И этот поиск не кончился, упражнения продолжились, на сей раз в Нью-Йорке. Она медленно шла по этому страдающему электрическим неврозом городу, она была слишком мала, очень мала, медлительна, слишком любопытна, внимательна, она слишком пристально разглядывала людей, нарываясь на истории, она не соблюдала закона джунглей: не задерживаться, не рассматривать других животных, главное, не смотреть им в глаза. На этом отрезке Шестой авеню она самая маленькая. И она там исчезла.
И случилось это еще так быстро из-за ее шляпы: это мягкий бархатный желто-коричневый колпак с достаточно высокой тульей и хлопчатобумажными вставками, купленный едва ли за двадцать долларов на домашней распродаже на Кэнел-стрит, этакий привет неграм из «Бродвей мелоди», «Минстрелам» и «Коттон клубу».
На тонкую полотняную рубашку с цветными квадратами от Йоши Йамамото она надела военную куртку хаки из вареной шерсти. Грубые ботинки: каблуки высокова-ты – не побежишь, да и семенить в них не получается.
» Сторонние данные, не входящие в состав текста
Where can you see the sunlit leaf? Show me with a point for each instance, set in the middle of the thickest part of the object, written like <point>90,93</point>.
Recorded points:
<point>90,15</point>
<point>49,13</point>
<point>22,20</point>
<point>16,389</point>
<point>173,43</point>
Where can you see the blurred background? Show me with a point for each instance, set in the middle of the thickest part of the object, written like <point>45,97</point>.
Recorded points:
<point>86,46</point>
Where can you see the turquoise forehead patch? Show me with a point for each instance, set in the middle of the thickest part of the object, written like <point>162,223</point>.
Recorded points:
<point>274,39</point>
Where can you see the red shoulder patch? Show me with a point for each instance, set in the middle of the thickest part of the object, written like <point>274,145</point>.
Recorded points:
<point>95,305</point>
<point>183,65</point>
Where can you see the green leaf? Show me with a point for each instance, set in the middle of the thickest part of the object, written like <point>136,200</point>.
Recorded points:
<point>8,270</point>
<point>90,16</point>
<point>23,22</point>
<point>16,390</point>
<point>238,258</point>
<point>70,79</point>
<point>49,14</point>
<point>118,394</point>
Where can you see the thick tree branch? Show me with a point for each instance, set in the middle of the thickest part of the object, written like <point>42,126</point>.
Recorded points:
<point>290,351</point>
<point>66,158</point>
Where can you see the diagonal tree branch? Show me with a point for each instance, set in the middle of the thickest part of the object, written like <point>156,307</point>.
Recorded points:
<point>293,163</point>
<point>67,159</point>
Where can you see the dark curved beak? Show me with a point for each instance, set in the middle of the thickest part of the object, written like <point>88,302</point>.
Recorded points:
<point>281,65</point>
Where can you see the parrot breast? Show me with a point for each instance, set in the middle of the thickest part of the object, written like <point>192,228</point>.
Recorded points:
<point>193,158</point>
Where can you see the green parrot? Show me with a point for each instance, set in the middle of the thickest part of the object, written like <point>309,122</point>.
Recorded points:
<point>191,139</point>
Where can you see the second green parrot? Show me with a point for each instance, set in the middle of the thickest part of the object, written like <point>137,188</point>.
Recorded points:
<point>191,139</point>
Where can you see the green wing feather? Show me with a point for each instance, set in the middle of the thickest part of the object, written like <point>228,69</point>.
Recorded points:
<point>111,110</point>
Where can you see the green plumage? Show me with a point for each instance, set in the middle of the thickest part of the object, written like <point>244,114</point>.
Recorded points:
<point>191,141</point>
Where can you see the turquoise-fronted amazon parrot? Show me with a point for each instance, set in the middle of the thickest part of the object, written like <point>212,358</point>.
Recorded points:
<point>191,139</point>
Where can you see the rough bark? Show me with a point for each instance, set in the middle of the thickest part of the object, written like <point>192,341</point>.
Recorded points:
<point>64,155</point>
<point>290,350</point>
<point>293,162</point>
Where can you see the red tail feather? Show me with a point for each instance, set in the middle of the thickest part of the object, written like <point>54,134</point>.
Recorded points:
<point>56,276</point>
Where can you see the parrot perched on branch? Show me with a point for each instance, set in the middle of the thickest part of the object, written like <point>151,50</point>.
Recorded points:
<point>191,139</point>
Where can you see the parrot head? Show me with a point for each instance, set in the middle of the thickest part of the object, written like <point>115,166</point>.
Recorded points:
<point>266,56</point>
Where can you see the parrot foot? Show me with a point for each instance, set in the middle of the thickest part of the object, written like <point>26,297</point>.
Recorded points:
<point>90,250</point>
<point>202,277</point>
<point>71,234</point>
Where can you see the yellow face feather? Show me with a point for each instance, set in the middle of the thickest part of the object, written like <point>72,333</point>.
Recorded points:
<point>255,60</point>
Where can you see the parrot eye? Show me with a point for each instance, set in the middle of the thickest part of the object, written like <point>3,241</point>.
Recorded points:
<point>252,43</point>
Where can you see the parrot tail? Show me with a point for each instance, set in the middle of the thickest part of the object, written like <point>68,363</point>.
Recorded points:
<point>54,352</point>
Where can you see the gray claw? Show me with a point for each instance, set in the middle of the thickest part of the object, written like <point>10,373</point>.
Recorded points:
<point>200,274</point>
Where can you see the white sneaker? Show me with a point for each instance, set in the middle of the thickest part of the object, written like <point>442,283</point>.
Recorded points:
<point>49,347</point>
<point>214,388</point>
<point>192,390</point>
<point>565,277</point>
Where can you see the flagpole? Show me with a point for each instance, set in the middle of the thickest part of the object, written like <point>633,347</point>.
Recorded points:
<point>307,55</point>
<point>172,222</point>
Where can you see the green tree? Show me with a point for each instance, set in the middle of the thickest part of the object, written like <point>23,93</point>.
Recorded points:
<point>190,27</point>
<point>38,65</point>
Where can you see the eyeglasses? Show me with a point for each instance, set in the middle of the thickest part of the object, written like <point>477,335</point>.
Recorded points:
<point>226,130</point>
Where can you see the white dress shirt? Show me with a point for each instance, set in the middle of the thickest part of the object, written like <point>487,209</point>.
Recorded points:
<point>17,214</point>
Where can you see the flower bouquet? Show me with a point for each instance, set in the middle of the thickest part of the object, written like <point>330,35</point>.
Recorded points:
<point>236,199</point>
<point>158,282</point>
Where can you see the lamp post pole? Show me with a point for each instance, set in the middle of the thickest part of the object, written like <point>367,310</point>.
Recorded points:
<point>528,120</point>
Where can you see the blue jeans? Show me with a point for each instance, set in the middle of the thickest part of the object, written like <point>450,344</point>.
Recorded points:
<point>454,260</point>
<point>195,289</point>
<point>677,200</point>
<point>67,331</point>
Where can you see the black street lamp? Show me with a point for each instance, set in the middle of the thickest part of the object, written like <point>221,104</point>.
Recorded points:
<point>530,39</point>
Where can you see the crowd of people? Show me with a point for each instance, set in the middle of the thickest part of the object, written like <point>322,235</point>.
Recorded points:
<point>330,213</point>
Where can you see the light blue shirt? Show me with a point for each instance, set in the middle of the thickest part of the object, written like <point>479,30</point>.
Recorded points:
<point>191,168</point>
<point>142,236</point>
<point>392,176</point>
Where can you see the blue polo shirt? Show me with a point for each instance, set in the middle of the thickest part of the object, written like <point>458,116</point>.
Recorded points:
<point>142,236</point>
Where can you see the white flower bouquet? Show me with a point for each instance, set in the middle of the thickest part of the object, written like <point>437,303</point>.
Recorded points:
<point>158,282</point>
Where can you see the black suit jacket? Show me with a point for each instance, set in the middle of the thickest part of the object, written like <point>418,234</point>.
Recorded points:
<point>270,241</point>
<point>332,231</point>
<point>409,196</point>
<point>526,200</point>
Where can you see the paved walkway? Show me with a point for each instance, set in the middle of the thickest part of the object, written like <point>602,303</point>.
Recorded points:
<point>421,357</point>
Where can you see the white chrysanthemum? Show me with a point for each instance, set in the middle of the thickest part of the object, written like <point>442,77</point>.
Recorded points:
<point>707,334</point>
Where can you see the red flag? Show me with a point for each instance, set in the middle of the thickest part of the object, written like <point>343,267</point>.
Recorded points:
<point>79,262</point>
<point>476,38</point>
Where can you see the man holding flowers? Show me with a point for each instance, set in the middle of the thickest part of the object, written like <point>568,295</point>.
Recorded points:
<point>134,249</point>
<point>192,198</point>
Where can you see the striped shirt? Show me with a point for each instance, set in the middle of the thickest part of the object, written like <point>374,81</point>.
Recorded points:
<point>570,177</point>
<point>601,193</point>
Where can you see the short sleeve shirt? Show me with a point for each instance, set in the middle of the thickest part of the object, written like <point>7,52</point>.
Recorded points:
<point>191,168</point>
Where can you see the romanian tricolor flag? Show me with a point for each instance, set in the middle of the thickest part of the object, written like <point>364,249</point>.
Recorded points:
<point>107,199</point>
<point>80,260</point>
Из большого накладного кармана выглядывают совершенно мятые страницы партитур: это старые ксероксы, так удобнее работать и быстрее. Пятна от кофе, крема, дождя смазали ноту то там, то тут. На одной из страниц, на обороте, в правом углу, написанные от руки шесть букв: П. Рабен. Знак бывших музыкальных заговорщиков.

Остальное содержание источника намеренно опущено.